O novo logotipo se inspira no logotipo original “Eu ♥ NY”, desenhado por Milton Glaser para uma campanha publicitária de 1977 cujo objetivo era promover o turismo no estado de Nova York.

Na época, o estado estava enfrentando uma crise econômica, com níveis elevados de desemprego. Os comerciais e a publicidade em mídia impressa da campanha “Eu ♥ NY” destacavam a natureza e a cultura no estado de Nova York, das Cataratas de Niágara ao teatro da Broadway, e encorajavam o turismo e as viagens de férias.

A nova campanha é dirigida especificamente à cidade de Nova York –o que explica o acréscimo do C— e Graham Clifford, o diretor de arte que supervisionou a criação do novo logotipo, disse que a ideia era “desenvolver uma visão mais moderna” da velha ideia.

Clifford utilizou uma fonte adaptada daquela que é usada na sinalização do metrô nova-iorquino, segundo afirmou ao repórter James Barron, do The New York Times. “O sistema de metrô funciona como as veias ou como o coração da cidade”, disse, acrescentando que “lá você encontra sujeitos de Wall Street sentados ao lado de pedreiros. É um lugar onde todos os tipos de pessoas se unem, e nós reconhecemos esse fato”.

Uma intenção admirável, com certeza. No entanto, o design em si despertou raiva em muita gente.

Rafi Schwartz, escritor e um dos donos do Discourse Blog, foi sucinto, mas filosófico, e escreveu que “isso é uma porcaria em todos os níveis concebíveis, e também em alguns níveis que existem para além da percepção humana”.

Será que o problema é a fonte sem serifa? Ou o fato de os caracteres parecerem empilhados e não se alinharem bem? Ou terá sido o sombreamento do coração com o objetivo de criar uma ilusão de que ele é tridimensional? Ou o fato de que o coração parece flutuar tanto para a direita quanto acima do texto? Ou… tudo isso junto?

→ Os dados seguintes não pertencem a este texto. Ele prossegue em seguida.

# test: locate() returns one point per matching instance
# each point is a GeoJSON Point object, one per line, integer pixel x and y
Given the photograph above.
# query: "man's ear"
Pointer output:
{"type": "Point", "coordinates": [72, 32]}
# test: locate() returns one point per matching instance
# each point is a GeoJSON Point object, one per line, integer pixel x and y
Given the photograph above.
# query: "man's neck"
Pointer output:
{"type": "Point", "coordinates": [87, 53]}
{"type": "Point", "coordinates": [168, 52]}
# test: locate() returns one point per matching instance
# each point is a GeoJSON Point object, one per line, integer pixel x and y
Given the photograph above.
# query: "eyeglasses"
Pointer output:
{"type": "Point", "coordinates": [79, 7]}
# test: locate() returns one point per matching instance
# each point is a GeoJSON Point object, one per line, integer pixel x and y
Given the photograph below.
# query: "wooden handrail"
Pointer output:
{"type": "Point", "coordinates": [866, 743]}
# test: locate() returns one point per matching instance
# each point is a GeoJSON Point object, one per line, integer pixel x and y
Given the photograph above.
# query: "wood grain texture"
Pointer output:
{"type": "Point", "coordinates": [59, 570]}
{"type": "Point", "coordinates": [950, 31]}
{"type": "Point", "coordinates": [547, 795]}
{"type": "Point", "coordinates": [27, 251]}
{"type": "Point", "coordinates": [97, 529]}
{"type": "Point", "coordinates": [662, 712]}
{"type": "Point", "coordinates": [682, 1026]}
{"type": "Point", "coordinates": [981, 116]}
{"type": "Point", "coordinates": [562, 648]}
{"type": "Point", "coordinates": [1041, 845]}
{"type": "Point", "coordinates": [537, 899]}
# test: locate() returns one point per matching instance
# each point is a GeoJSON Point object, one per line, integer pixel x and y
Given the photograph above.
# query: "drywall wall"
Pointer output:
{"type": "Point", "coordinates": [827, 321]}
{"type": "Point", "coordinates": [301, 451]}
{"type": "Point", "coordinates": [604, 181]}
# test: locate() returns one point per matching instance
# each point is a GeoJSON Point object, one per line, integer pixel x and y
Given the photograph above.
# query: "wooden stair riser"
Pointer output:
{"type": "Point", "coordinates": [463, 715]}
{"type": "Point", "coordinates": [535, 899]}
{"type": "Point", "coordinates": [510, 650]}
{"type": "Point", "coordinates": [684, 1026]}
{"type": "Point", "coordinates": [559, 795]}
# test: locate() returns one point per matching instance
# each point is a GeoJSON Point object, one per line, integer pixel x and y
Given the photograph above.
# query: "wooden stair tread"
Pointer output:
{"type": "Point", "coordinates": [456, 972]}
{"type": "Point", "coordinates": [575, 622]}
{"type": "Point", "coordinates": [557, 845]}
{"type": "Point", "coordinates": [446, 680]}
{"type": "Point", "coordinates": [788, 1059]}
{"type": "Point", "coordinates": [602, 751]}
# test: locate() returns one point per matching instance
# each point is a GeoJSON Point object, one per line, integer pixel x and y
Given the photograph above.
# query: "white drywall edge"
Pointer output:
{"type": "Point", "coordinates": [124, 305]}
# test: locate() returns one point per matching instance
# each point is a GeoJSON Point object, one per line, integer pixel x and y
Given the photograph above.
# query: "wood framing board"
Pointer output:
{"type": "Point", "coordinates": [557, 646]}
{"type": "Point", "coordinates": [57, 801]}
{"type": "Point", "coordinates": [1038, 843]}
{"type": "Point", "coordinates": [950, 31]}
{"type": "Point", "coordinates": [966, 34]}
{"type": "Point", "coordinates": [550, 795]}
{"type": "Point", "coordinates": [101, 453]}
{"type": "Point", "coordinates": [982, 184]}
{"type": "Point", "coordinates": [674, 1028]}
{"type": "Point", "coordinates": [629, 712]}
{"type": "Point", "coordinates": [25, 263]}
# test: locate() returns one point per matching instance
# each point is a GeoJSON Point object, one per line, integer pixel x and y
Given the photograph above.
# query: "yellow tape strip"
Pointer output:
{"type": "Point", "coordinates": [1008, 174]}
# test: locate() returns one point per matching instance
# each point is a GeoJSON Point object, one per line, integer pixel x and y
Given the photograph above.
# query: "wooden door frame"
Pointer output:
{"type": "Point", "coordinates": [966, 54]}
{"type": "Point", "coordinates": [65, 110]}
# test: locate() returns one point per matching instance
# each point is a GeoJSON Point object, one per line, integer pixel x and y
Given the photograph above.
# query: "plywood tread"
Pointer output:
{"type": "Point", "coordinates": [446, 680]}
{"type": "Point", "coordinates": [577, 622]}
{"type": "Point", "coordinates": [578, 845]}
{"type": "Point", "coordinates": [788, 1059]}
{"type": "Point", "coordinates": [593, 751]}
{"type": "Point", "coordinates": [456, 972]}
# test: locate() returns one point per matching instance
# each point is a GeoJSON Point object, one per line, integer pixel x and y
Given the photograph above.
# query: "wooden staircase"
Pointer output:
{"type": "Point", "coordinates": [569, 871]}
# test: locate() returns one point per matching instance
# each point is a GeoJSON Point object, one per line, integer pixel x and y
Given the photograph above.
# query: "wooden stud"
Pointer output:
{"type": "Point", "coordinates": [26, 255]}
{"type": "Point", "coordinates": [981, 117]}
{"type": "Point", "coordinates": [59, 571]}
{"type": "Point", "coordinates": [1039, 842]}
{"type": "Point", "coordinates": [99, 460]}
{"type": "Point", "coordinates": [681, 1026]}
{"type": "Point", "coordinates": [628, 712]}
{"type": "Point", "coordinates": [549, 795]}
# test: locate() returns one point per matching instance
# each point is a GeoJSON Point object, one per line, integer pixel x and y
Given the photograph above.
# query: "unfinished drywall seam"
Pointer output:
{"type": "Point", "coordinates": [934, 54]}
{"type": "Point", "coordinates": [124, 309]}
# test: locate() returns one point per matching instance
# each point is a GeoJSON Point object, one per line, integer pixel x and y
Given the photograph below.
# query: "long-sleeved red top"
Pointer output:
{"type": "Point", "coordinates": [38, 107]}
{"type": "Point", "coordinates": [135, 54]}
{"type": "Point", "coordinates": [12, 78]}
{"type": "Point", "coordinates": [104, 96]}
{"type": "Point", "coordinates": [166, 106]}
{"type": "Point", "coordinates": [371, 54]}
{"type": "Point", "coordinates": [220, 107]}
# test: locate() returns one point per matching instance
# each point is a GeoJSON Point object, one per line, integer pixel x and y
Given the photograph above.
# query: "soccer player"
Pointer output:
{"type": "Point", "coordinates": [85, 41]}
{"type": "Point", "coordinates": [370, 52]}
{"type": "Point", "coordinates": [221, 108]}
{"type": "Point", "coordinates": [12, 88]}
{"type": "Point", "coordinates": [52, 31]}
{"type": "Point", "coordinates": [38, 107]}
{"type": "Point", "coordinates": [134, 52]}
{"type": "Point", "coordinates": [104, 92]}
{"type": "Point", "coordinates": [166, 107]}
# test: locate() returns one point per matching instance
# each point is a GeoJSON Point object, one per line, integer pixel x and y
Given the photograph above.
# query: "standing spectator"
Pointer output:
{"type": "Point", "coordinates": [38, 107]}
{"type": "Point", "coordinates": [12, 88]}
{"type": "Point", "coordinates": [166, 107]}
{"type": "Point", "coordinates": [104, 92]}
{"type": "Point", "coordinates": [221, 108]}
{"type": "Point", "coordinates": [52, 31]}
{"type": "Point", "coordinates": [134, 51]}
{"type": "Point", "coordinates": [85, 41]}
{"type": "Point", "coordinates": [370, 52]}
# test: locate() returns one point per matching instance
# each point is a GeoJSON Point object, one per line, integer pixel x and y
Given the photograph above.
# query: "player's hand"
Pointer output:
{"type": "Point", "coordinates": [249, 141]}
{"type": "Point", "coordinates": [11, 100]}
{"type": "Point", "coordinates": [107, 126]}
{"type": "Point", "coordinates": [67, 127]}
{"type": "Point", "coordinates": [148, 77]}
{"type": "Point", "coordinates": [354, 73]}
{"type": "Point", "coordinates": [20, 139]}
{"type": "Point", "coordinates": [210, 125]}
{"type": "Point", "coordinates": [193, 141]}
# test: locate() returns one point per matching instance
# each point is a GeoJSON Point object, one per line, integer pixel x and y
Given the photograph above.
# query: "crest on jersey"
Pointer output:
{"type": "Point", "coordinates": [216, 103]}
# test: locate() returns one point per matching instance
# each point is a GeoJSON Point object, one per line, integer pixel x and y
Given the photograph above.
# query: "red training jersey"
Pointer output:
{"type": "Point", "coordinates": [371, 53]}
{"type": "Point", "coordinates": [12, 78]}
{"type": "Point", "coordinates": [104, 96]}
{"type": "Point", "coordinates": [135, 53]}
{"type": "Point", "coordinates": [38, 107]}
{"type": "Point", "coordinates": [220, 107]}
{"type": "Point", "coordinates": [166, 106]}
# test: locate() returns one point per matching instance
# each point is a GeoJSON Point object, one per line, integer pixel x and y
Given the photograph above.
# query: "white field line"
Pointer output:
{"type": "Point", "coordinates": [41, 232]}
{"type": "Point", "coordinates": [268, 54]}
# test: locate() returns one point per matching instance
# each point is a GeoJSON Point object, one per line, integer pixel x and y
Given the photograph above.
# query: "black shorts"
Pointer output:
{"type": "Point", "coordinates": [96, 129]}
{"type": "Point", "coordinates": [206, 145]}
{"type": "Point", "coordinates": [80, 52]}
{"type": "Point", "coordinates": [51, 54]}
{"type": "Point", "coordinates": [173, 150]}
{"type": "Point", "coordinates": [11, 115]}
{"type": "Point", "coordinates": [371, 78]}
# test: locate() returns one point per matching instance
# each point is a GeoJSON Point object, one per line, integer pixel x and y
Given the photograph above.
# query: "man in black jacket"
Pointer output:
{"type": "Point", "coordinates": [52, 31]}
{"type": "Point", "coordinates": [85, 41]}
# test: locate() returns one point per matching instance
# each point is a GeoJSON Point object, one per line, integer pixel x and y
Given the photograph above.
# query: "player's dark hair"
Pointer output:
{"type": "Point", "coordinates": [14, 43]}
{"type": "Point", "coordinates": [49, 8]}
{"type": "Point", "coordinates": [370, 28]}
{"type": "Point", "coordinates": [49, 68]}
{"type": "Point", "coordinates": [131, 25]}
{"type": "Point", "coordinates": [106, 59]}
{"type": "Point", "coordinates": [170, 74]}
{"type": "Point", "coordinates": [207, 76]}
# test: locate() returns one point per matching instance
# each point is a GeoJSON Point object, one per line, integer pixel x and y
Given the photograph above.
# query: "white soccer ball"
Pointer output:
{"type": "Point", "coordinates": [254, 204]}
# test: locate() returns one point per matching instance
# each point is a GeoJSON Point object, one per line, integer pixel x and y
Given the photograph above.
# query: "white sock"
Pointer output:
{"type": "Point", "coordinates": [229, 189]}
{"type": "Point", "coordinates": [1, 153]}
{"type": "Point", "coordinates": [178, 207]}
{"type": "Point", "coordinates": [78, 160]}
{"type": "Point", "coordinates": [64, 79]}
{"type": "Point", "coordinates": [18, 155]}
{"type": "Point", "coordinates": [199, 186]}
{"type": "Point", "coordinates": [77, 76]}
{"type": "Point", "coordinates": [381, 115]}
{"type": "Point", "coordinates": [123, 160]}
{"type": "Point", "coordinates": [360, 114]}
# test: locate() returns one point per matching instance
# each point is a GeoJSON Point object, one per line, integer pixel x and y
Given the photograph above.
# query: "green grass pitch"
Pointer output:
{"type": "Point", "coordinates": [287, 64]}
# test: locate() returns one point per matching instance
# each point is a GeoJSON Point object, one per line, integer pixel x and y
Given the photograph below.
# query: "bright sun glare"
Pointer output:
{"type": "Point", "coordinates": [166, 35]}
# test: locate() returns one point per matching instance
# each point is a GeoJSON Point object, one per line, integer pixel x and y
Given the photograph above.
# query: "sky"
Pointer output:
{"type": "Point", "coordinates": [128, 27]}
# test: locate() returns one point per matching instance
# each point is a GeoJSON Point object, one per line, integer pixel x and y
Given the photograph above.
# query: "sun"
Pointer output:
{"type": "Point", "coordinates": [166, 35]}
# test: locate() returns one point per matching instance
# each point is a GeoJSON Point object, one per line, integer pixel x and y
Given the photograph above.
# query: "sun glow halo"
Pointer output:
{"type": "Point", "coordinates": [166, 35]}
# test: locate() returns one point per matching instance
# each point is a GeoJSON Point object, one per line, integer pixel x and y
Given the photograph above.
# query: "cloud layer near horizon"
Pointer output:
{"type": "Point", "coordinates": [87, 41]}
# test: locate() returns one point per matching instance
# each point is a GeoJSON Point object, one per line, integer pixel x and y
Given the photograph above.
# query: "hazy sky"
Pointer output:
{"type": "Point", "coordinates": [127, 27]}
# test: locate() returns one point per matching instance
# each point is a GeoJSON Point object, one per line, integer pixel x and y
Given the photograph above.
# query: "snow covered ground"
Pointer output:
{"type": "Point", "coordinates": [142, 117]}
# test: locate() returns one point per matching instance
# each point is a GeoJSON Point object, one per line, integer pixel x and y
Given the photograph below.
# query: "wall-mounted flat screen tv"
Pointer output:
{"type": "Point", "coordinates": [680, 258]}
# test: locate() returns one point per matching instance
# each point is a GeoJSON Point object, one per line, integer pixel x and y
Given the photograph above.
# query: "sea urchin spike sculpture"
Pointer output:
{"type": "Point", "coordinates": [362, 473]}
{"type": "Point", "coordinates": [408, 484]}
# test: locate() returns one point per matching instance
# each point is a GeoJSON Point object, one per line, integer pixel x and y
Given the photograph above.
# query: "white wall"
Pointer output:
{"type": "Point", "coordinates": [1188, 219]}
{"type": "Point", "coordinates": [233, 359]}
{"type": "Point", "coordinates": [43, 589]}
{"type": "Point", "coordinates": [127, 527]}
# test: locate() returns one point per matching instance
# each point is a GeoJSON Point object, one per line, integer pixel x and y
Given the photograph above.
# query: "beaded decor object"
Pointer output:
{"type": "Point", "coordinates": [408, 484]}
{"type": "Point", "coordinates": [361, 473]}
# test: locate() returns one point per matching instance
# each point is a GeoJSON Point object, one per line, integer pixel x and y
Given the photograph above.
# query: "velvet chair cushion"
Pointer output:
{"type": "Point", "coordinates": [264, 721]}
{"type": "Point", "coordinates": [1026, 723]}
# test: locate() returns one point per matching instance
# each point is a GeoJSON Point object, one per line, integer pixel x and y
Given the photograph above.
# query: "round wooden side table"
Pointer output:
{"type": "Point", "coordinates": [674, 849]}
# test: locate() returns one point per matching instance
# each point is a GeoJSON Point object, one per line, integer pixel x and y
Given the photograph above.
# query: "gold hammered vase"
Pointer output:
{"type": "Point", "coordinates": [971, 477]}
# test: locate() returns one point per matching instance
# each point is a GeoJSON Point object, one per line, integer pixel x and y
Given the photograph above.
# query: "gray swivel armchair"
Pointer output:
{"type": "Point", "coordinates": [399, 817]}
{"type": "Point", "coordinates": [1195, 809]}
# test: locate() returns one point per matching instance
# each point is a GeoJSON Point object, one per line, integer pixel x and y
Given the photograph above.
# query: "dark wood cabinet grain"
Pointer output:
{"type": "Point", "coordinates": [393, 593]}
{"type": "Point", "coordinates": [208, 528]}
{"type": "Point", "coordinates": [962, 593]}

The Kid Mero, comediante, comentarista cultural e apresentador de TV e de podcasts nascido em Washington Heights e criado no Bronx, considera a geometria perturbadora.

Quando ele era “um grafiteiro mirim”, em sua descrição, costumava acrescentar um “E” supérfluo no final do nome Mero apenas por simetria, e por isso “o desequilíbrio do logo” o confunde. “Não vou ao Pratt [instituto de design], não conheço a terminologia, mas o logo não parece totalmente desbalanceado?”

Tag Hartman-Simkins, morador de Brooklyn e diretor de design da Futurism.com, escreveu no Twitter que o design tinha ficado “soterrado sob o feedback”.

Contatado por e-mail, Hartman-Simkins acrescentou que “não consigo imaginar que qualquer pessoa com formação em design gráfico tivesse criado aquilo sem que um comitê de políticos engomadinhos decidisse lixar as arestas do desenho até sentir que ele era seguro para consumo público”.

Nem todo mundo odeia o novo design. O escritor Michael Musto, nascido em Nova York e um observador afiado, reagiu ao logotipo erguendo um polegar.

“Mesmo nos seus piores momentos, Nova York é melhor do que qualquer outro lugar”, ele disse. “Sou um verdadeiro nova-iorquino, vivi aqui minha vida inteira e nunca vou sair da cidade, e por isso sou a favor de qualquer afirmação coletiva, e gosto da ideia de usar a fonte do metrô. E não há como ser mais inclusivo do que aquele ‘nós’”.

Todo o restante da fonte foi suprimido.